Background General Practices have a duty to serve their local community, and in doing so act as an advocate for further care, and as gatekeepers to the wider NHS. However, as reforms to the NHS erode the geographic basis for care commissioning via SHAs and PCTs, and with GP designed catchment areas largely unrepresentative of the distribution of patients served, particularly in urban areas, there is a need to better understand the characteristics of local enrolment.
Methods A set of “communities” are defined spatially for each of the 47 GP surgeries in the London Borough of Southwark, based upon a complete patient register. Each GP surgery has a set of communities that enclose the smallest geographic area (s) within which a given threshold of the GP surgery’s patients are served. Thus, a 50% threshold will enclose the smallest region (or set of regions) within which half of all that surgery’s patients reside. These, often complex, delineations are based upon the observed spatial distribution of patients, and offer a much finer grain insight into patterns of registration than might otherwise be possible with GP or area level data. These bespoke patient service communities allow for the comparison of a practice population against the resident population, and an analysis of how local communities sort and order themselves by care provider can be made.
Results Evidence from Southwark suggests that patient ethnicity is a major factor in the sorting of population by GP surgeries, with some groups, notably African, Muslim and East Asian patients, being over twice as likely to use particular surgeries than might be expected given their proportion in the normal resident population. As GP service is a constrained system, concentrations in one location can lead to dispersions at others, and a distinct re-mapping of population between residence and service.
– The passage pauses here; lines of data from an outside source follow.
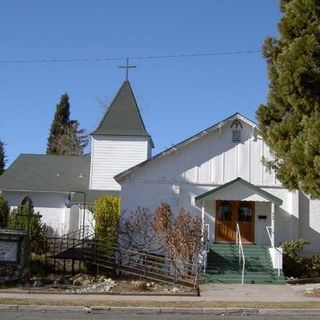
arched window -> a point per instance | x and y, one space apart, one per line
236 131
225 211
26 205
245 212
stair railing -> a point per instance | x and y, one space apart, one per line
241 252
271 235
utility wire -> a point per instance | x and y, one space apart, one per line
172 56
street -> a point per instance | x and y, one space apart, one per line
31 315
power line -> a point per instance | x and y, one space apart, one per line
108 59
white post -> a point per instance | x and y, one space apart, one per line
202 219
272 223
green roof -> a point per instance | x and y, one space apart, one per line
35 172
51 173
123 117
257 190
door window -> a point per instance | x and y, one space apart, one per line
245 212
225 211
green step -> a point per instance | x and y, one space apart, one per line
223 265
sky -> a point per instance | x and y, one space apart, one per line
179 95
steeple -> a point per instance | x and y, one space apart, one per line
120 142
123 117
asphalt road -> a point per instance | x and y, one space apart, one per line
29 315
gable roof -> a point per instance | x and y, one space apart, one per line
123 117
35 172
214 194
119 177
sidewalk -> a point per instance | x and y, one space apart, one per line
208 292
215 298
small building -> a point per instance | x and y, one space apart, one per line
120 142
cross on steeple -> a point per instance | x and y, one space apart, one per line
127 66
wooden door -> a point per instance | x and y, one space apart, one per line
228 214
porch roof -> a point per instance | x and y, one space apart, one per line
239 189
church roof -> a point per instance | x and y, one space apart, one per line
122 175
123 117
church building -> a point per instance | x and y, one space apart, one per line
217 174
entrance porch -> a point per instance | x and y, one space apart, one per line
241 239
241 203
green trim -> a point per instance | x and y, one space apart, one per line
257 190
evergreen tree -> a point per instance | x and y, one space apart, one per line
65 136
2 158
290 121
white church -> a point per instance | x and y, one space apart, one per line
216 174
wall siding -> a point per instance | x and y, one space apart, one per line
112 155
205 164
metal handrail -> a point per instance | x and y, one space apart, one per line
273 246
241 252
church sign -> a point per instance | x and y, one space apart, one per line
12 255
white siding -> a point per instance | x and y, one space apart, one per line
214 159
204 164
112 155
50 205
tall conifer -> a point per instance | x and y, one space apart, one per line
65 137
290 121
2 158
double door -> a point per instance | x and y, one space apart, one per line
228 214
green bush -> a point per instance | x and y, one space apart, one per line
18 220
294 265
4 212
106 215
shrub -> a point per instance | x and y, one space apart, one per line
4 212
294 265
106 214
18 220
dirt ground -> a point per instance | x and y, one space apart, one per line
105 284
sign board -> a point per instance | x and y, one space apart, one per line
8 251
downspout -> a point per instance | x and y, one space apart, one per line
272 224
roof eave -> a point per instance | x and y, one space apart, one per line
237 115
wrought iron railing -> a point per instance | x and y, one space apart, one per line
241 253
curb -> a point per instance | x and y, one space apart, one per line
160 310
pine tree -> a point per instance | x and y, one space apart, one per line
65 136
290 121
2 158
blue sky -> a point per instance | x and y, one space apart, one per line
178 97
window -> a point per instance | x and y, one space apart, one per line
236 127
225 211
245 212
236 136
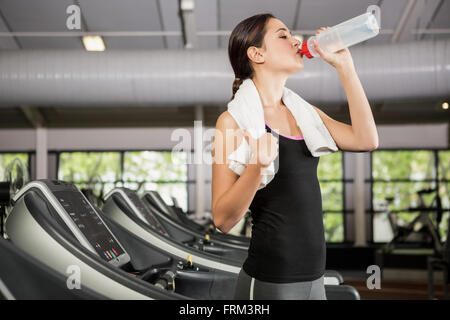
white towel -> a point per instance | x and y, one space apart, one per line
247 110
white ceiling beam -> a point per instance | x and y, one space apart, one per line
34 116
408 20
189 28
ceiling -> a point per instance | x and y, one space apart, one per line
41 24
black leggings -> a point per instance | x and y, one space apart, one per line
248 288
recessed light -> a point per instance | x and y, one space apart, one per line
93 43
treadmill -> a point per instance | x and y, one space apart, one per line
53 222
168 217
124 207
123 201
23 277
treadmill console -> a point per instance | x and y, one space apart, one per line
87 222
146 214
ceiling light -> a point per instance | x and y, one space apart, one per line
93 43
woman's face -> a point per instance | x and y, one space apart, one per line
279 53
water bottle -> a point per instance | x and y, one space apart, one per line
345 34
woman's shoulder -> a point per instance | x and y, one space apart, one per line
226 121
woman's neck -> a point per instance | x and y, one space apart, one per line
270 89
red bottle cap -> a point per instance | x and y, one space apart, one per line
305 51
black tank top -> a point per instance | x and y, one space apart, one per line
288 241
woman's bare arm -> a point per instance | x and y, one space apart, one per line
231 194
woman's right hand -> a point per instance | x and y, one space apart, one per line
264 149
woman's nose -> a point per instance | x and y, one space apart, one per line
296 42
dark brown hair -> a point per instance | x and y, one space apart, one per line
249 32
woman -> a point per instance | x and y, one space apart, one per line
286 257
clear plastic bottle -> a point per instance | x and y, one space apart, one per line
345 34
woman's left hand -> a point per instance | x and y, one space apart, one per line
338 59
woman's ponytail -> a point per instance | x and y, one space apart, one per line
248 32
236 84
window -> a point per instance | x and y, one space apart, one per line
330 176
401 174
163 171
138 170
6 158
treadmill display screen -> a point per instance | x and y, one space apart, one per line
88 222
151 220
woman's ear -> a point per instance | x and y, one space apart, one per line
255 54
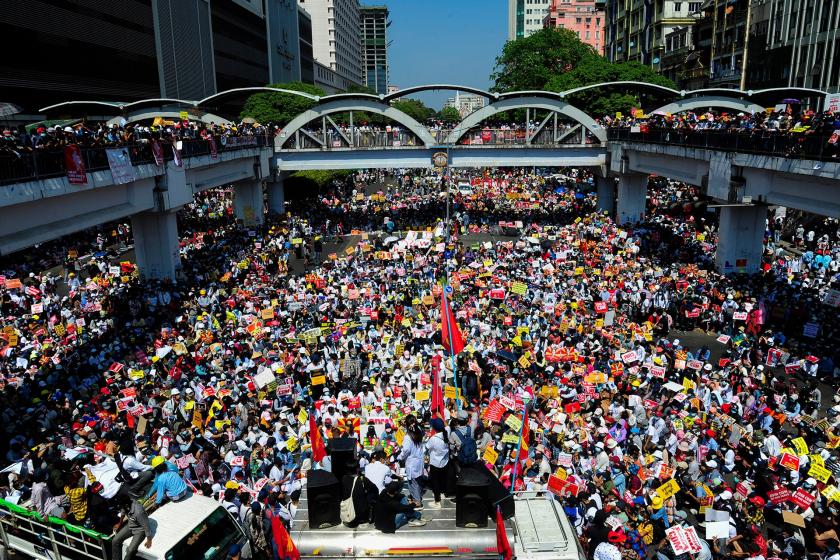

Conclusion This research uncovers the spatial dynamics that define patterns of GP registration, demonstrating that the characteristics of patient lists can differ depending on how a community is defined. Insights of this nature are key to a better understanding of how healthcare can be managed, commissioned and improved. They stress the need for robust spatial understandings of “local communities”, and highlight that the patient choice agenda is largely already in effect for dense, diverse urban environments. Improvements in care, particularly by GP-led groups, will come from a better understanding of patient and place.